Authorities seized 61,000 marijuana plants with an estimated street value of $195 million from a garden covering a "three mile area" east of the Twitchell Resrvoir along Highway 166, officials said Monday.

The discovery resulted in three arrests, and police repeated the black market dollar value twice — reporting it first as "$195,000,000" and again in parenthesis as "one hundred ninety five million" — to reiterate the figure was not a typo.

"This seizure represents one of the largest marijuana seizures in recent history for Santa Barbara County," Santa Barbara Sheriff's Sgt.

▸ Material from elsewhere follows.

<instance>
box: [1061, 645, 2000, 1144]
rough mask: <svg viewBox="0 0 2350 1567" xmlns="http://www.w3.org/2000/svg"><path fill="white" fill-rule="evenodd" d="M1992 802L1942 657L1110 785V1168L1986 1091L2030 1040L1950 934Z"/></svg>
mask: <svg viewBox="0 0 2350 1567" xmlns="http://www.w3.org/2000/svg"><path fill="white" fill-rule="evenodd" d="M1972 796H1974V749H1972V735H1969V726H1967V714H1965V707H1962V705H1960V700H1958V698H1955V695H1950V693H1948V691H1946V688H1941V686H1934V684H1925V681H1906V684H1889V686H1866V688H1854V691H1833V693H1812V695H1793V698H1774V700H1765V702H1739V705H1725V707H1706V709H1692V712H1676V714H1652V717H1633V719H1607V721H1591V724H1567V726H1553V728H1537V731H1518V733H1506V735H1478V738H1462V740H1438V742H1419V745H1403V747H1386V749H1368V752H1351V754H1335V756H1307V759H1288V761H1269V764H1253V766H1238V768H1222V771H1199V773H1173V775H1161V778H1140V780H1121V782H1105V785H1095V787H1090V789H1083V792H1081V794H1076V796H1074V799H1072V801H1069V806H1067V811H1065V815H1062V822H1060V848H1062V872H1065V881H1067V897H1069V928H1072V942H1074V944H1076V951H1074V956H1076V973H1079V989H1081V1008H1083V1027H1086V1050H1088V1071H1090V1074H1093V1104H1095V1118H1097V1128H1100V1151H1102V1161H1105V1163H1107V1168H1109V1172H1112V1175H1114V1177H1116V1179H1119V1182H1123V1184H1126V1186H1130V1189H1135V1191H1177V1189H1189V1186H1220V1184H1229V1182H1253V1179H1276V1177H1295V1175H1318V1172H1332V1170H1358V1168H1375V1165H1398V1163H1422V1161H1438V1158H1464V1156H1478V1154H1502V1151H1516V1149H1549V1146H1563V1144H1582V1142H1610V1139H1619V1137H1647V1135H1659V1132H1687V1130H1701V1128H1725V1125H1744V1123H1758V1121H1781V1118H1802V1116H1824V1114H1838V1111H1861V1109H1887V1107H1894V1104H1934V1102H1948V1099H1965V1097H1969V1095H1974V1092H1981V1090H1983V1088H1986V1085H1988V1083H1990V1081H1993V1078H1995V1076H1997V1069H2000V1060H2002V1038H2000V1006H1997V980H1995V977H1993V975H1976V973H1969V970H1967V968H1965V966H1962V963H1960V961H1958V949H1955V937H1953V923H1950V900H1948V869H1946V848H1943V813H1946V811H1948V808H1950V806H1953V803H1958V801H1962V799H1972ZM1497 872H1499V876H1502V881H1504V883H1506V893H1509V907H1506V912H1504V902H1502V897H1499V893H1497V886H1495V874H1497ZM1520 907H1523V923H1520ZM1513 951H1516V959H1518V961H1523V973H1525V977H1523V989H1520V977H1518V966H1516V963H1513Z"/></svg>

Erik Raney, a department spokesman, said in a statement. "Totals for 2006 marijuana seizures in Santa Barbara County were less than half as much."

The plants were spotted from a helicopter during a routine patrol, he said.

The eradication ocurred Friday at nine separate grow areas within a short distance from the waterway, which was used to supply water through "an elaborate system of gravity fed irrigation," Raney said.

"The plant sizes ranged from one to eight feet," he said. "By the appearance of the camps, the elaborate set up of the operation and the amount of trash and debris found in the area, it appears that the area has been used to grow marijuana for several seasons.  Evidence located in the garden revealed the plants were being tended to by Mexican nationals. No weapons were found, but ammunition was located in one of the camps, indicating the suspects were likely armed."

On Sunday, officials reportedly returned to the site to retrieve equipment and check the area for additional marijuana fields.

At 7:30 a.m., they found three individuals in the area, Raney said, adding all were arrested on charges unrelated to the cultivation operation, though their particiapation was suspected. San Luis Obispo County personnel participated in the sting.

Fransisco Hinojosa, 35, was charged with driving without a license and obstructing justice, Raney said.

Rafael L. Zavala, 26, and Pedro Alvarez, 33, were charged with providing false information to a peace officer, Raney said.

All three men reportedly were placed on immigration holds. Raney said Zavala and Hinojosa had been previously deported and may face felony immigration charges for illegal re-entry into the country.

"Large-scale marijuana cultivation is a serious and increasingly widespread problem on public and private lands in California," Raney said. "The growers are usually armed, sometimes with automatic weapons and high-power rifles."